Lowe notes that this Glasgow firm was founded by Walter Neilson and James Mitchell in about 1836 to manufacture stationary and marine engines with premises in McAlpine Street.. In 1837 it had become Kerr, Mitchell & Neilson, but by 1845 it was Neilson & Co. The first locomotives were built in the Hyde Park Street works in Finnieston in 1843 and were three 0-4-0s for the 4' 6" gauge Glasgow, Garnkirk and Coatbridge Railway. (Jas. F. McEwan. Centenary of the Garnkirk and Glasgow Ry. Locomotive Mag., 1931, 37, 354-6. 5 diagrams).For the first five years all the output went to local railways including the Monkland, Wishaw & Coltness, Glasgow and Ayr, and Edinburgh & Glasgow railways. In 1850 some 2-2-2 well tanks were built, two for the Edinburgh & Glasgow Railway named Wee Scotland and Little England.
Until 1855 stationary and marine engines continued to be built, and a notable stationary engine was for rope haulage on the Cowlairs Incline built in 1842. This side of the business was then dropped, and in the same year the firm became Neilson & Co. Large orders came from India Punjaub. Scinde, Great Indian Peninsula, Bombay Baroda & Central Indian; and East Indiian railways all received locomotives in the 1860s
Following the involvement of James Reid it became North British Locomotive Co. in 1903.
Many notable locomotive men were associated in various capacities in Walter Neilson's works: Benjamin Conner was Works Manager, Henry Dubs who subsequently started up on his own, Patrick Stirling, and James Reid who had come from Caird & Co. left for a time to work at Sharp Stewart & Co. and later returned.

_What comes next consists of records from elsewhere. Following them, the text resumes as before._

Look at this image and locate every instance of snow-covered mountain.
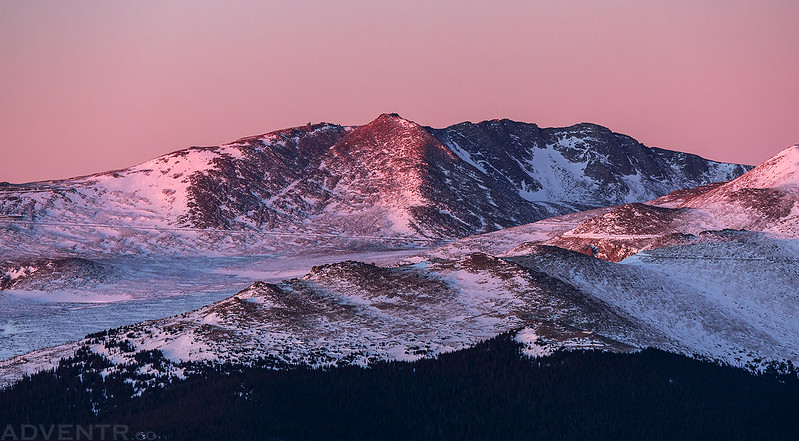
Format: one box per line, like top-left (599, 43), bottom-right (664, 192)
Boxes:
top-left (5, 118), bottom-right (791, 392)
top-left (417, 144), bottom-right (799, 263)
top-left (0, 114), bottom-right (748, 258)
top-left (4, 233), bottom-right (798, 388)
top-left (410, 150), bottom-right (798, 294)
top-left (427, 119), bottom-right (747, 208)
top-left (541, 145), bottom-right (799, 261)
top-left (0, 251), bottom-right (649, 387)
top-left (381, 145), bottom-right (799, 369)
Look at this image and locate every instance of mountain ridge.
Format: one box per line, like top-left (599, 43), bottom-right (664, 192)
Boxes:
top-left (0, 114), bottom-right (750, 258)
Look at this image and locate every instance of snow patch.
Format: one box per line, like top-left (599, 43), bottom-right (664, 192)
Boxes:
top-left (515, 328), bottom-right (554, 358)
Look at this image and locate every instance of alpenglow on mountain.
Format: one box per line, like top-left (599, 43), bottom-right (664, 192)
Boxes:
top-left (0, 114), bottom-right (750, 257)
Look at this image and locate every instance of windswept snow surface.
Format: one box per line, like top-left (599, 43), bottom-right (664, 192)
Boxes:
top-left (9, 234), bottom-right (798, 388)
top-left (0, 252), bottom-right (641, 387)
top-left (720, 145), bottom-right (799, 191)
top-left (0, 250), bottom-right (422, 361)
top-left (508, 238), bottom-right (799, 367)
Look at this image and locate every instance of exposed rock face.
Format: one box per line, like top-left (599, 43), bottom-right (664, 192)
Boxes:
top-left (427, 119), bottom-right (749, 209)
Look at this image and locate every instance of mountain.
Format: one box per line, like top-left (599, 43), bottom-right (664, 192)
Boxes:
top-left (541, 145), bottom-right (799, 261)
top-left (4, 235), bottom-right (798, 388)
top-left (427, 119), bottom-right (748, 208)
top-left (0, 141), bottom-right (795, 391)
top-left (0, 252), bottom-right (651, 387)
top-left (385, 145), bottom-right (799, 368)
top-left (0, 114), bottom-right (749, 258)
top-left (417, 144), bottom-right (799, 263)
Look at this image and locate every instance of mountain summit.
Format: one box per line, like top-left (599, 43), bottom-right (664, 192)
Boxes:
top-left (719, 145), bottom-right (799, 191)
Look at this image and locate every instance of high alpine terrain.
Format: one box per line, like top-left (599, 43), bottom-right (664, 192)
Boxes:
top-left (6, 116), bottom-right (790, 400)
top-left (0, 114), bottom-right (747, 259)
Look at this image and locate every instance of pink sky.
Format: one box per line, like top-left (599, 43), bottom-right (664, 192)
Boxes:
top-left (1, 1), bottom-right (798, 183)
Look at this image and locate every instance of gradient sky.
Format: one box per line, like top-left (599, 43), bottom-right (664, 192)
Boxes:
top-left (1, 0), bottom-right (798, 183)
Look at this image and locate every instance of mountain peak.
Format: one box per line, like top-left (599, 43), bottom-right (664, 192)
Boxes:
top-left (333, 113), bottom-right (435, 157)
top-left (372, 112), bottom-right (413, 125)
top-left (773, 144), bottom-right (799, 162)
top-left (727, 145), bottom-right (799, 190)
top-left (568, 122), bottom-right (613, 133)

Dewhurst, P.C. and Holcroft, Harold. The Fairlie locomotive - Part
2. Later designs and productions.
Trans. Newcomen Soc., 1966, 39, 1-34.
Hunt, David. Locomotive builders to the Midland Railway. Midland Record, (21), 111-26.
Neilson supplied some Midland Railway locomotives: Hunt did not cite his sources See also biography.
Dubs & Co. Glasgow Locomotive Works, Glasgow
Formed by Henry Dubs in 1863 ( See also biography.) when he severed his links with Neilson & Co. Total output 4485 locomotives, mainly for export, although substantial numbers were acquired by British companies. In 1903 amalgamated with Neilson, Reid and Sharp Stewart to form North British Locomotive works.. See also William Lorimer.
Clyde Locomotive Co. Ltd., Springburn,
Founded in 1884 by Walter Montgomerie Neilson. Built eight 4-4-0s for the Highland Railway in 1886 and two for the Girvan & Portpatrick Junction Railway/Ayrshire & Wigtownshire Railway in 1887. These became GSWR Nos. 304/305. Three 0-4-0ST and one 0-6-0ST were also built. Works were taken over by Sharp Stewart in 1888.